Terkait hal ini saya pernah sekali waktu mencoba meniru pola belajar teman saya yang terlihat jarang belajar namun nilainya selalu bagus.
Hasilnya, walau saya sudah meniru gaya dan pola belajarnya namun hasil yang saya dapatkan tak sebagus teman yang saya tiru itu.
Dengan begitu, artinya kita tidak bisa meniru gaya dan pola diet belajar ornag lain secara mentah-mentah tanpa tahu proses apa yang dijalaninya hingga bisa menerapkan diet belajar itu dan mendapat hasil yang maksimal.
Lantas, mengapa kita tak bisa meniru dan menerapkan pola diet belajar yang sama dengan orang lain?
Terkait hal ini, ada 3 alasan mendasar, yakni masalah kemampuan, kesukaan, dan kebiasaan atau 3K.
1. Kemampuan
Alasan utama mengapa kita tak bisa meniru begitu saya pola diet belajar orang lain adalah kemampuan.
Kemampuan makan setiap orang berbeda-beda, ada yang sanggup makan dalam porsi besar, ada pula yang hanya sanggup makan dalam porsi kecil.
Kemampuan seseorang menyelesaikan makannya pun berbeda-beda, ada yang bisa makan dengan cepat, ada pula yang hanya bisa makan secara perlahan.
Belajar pun demikian. Kemampuan seseorang dalam belajar pasti berbeda dengan orang lain. Ada orang yang bisa sekaligus belajar banyak materi sekaligus, ada juga orang yang hanya bisa belajar sedikit materi yang penting memahami seluruhnya.
Selain itu daya serap setiap orang dalam belajar juga berbeda-beda. Bagi orang yang memiliki ingatan fotografis, mungkin bisa saja dia berhasil mengingat seluruh pelajaran dalam sekali baca. Namun bagi seseorang yang tak memiliki kemampuan seperti itu, tentu akan sulit jika menerapkan cara yang sama.
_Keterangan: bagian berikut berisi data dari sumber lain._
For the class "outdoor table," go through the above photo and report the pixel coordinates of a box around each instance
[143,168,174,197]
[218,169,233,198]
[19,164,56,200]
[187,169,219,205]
Oleh karena itu, belajar menjadi sebuah proses yang tidak bisa dilakukan hanya satu kali saja. Seperti halnya, makan yang tidak bisa dilakukan satu kali saja untuk seumur hidup.
2. Kesukaan
Alasan kedua mengapa seseorang tak bisa asal meniru pola diet belajar orang lain adalah kesukaan.
Kesukaan seiap orang akan makanan pasti berbeda. Ada yang suka makan daging, ada yang suka makan sayur, dan lain-lain.
Begitu pula dengan belajar. Ada seseorang yang suka dengan materi-materi pelajaran ilmu eksak, ada pula orang yang suka dengan materi-materi pelajaran ilmu sosial.
Begitu pula dengan cara belajar tiap orang, ada yang lebih suka belajar dengan cara menghafal, ada juga orang yang lebih suka belajar dengan cara mencatat dan menghitung.
Namun, soal belajar ini tidak bisa diperlakukan selayaknya makan. Kita tak bisa memilih untuk belajar materi dengan menghafal saja atau mencatat dan berhitung saja.
Dalam konteks makan, bila seseorang hanya suka makan daging saja atau sayuran saja sepanjang hidupnya, maka pasti akan ada risiko yang akan ia tanggung.
Seperti misalnya penyakit yang timbul karena berlebihan mengonsumsi lemak atau dianggap kurang gizi karena kekurangan asupan nutrisi yang hanya bisa diperole dari makanan tertentu.
Risiko-risiko tersebut akan menjadi lebih besar dampaknya dalam masalah belajar.
Ketika seseorang hanya suka belajar menghafal dan tidak suka berhitung, maka orang tersebut akan kewalahan ketika harus menghadapi sesuatu yang mengharuskannya berhitung, seperti berbelanja, bekerja, dan lain-lain.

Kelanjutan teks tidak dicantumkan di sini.